The difference is when the framerate is considerably higher than the refresh-rate. In your scenario, when the refresh occurs, the last frame the card has just rendered is displayed. At 100fps, that would be a frame completed no more than 0.01 seconds ago (because thats how quickly the card is churning out frames and pushing them into buffer B), meaning there is negligible lag (between 0 and 0.010 seconds).
In my scenario, the new frame is one which began rendering two refreshes previous (it was rendered into C very quickly two refreshes back, moved to B at the last refresh, and at this refresh is finally moved to A and displayed). The lag is therefore always exactly two frames provided the card is capable of rendering a frame faster than the refresh-rate. At 60hz refresh the lag will therefore be a constant 0.033 seconds regardless of the framerate the card is capable of (provided it can maintain at least 60fps).

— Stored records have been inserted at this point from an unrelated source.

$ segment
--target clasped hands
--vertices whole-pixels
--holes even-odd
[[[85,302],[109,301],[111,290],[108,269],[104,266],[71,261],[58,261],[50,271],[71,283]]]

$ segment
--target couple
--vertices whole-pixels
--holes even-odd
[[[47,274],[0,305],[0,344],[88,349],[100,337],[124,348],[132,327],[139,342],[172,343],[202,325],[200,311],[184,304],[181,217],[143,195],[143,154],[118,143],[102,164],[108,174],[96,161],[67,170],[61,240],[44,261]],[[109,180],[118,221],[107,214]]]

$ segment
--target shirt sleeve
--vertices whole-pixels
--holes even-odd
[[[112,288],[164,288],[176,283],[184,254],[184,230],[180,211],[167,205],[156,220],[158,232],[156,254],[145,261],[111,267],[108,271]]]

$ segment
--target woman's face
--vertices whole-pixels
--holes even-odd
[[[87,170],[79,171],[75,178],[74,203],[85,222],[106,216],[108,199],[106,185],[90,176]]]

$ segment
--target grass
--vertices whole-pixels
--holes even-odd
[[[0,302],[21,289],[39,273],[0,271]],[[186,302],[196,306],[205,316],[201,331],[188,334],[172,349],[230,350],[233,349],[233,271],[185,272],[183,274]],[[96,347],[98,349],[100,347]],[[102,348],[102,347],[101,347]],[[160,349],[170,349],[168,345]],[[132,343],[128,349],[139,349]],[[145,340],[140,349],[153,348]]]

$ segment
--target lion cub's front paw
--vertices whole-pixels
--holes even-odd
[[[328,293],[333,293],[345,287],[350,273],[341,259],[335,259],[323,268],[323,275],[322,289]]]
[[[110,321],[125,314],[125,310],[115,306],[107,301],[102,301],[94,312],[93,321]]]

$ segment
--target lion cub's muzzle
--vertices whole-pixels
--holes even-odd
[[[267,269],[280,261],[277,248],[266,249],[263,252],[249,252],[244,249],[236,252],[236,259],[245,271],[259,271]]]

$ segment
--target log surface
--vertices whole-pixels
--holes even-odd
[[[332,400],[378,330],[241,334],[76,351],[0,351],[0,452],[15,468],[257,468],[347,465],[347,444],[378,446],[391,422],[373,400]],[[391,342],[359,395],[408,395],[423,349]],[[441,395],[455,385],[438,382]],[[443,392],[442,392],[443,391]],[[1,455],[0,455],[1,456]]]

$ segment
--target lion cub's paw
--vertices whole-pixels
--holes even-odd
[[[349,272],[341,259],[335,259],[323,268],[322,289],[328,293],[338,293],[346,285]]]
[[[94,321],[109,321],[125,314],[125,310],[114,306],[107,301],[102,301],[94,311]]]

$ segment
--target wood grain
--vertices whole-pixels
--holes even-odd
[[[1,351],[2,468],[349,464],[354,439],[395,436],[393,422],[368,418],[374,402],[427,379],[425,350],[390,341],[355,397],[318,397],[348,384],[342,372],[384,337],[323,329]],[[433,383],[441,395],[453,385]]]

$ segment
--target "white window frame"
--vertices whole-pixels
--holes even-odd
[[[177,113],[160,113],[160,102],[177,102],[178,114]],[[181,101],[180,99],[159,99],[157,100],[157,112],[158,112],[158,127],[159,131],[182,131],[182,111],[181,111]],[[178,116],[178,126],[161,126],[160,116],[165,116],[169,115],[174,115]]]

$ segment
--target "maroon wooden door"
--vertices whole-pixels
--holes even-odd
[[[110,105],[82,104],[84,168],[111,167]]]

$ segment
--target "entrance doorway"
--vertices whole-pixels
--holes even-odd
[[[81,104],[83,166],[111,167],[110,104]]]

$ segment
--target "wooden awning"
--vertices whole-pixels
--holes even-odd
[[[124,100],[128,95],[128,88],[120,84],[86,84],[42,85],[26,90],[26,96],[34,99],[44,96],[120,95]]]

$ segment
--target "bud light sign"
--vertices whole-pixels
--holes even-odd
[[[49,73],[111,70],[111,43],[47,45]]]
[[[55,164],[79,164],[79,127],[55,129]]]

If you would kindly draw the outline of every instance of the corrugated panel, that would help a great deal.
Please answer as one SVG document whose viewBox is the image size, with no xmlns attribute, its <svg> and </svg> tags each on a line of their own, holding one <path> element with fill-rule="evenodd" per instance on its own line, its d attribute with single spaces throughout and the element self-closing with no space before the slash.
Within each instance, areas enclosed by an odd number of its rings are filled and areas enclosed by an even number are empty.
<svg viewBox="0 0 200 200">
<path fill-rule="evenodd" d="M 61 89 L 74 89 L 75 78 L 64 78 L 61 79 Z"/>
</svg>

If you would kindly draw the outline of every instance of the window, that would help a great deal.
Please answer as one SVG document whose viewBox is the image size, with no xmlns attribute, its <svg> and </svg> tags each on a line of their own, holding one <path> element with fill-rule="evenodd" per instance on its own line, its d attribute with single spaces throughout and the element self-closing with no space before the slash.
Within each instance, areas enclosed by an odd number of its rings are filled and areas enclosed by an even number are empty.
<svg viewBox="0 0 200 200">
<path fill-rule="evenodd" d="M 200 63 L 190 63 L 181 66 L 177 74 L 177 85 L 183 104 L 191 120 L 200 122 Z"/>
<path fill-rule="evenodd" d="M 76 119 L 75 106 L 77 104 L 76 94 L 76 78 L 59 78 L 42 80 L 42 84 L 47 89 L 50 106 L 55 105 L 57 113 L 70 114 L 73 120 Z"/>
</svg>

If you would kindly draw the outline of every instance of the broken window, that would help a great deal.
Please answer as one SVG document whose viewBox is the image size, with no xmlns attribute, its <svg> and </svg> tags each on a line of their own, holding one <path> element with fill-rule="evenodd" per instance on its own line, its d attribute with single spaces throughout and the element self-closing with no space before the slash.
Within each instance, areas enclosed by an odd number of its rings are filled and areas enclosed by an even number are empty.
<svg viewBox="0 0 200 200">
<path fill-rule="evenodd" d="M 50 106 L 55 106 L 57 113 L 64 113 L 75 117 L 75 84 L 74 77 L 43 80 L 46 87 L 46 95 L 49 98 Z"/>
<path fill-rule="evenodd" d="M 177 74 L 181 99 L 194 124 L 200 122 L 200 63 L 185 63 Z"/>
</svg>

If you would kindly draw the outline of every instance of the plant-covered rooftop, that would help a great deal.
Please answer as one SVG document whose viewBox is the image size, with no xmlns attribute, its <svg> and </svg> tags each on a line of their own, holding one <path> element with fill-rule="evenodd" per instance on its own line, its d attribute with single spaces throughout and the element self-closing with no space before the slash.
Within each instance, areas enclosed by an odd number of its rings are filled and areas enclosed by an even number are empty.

Whilst the longer lag (0.033 vs 0-0.010) would be a disadvantage in some cases (your best option there is to use double-buffering with no vsync), it is a consistent lag which in most games will feel better. It also means your graphics-card isn't constantly producing frames many of which will never be seen.
The only problem is I don't know who is right. What I've said happens is what I've read on several other sites over quite a few years. Your article today Derek is the first time I've heard of a triple-buffering which involves the card continually updating the back-buffers.
Touche - Friday, June 26, 2009 - link
I agree. Every site and topic I've read about triple buffering said that it works like you've explained. That's why most people hate it. It does resolve framerate drop issues of DB+vsync, but introduces too much lag. I would really like Anandtech to check this and get back to us.DerekWilson - Saturday, June 27, 2009 - link
The problem and discrepancy come from the fact that MS implements render ahead in DX, and because the default is 3 frames people took this to be "triple buffering", but you could do 2 frame render ahead and no one is going to call it "double buffering" ...It's really a render queue rather than a page flipping method.
This article describes what, when people are talking about page flipping, "triple buffering" should refer to. This is also the way OpenGL works when triple buffering is enabled.
Touche - Sunday, June 28, 2009 - link
Have you seen this?http://msdn.microsoft.com/en-us/library/ms796537.a...">http://msdn.microsoft.com/en-us/library/ms796537.a...
http://msdn.microsoft.com/en-us/library/ms893104.a...">http://msdn.microsoft.com/en-us/library/ms893104.a...
DerekWilson - Wednesday, July 1, 2009 - link
What they are showing is 1 frame render ahead with vsync. In MS DX terms, this is a flip chain with 2 back buffers and a present interval of one.This is them calling it triple if uses three total buffers. This is still a flip queue and should be referred to as such to avoid confusion.
DerekWilson - Saturday, June 27, 2009 - link
Actually, I need to clarify and say that this is my understanding of the way triple buffering with OpenGL works under windows at this time.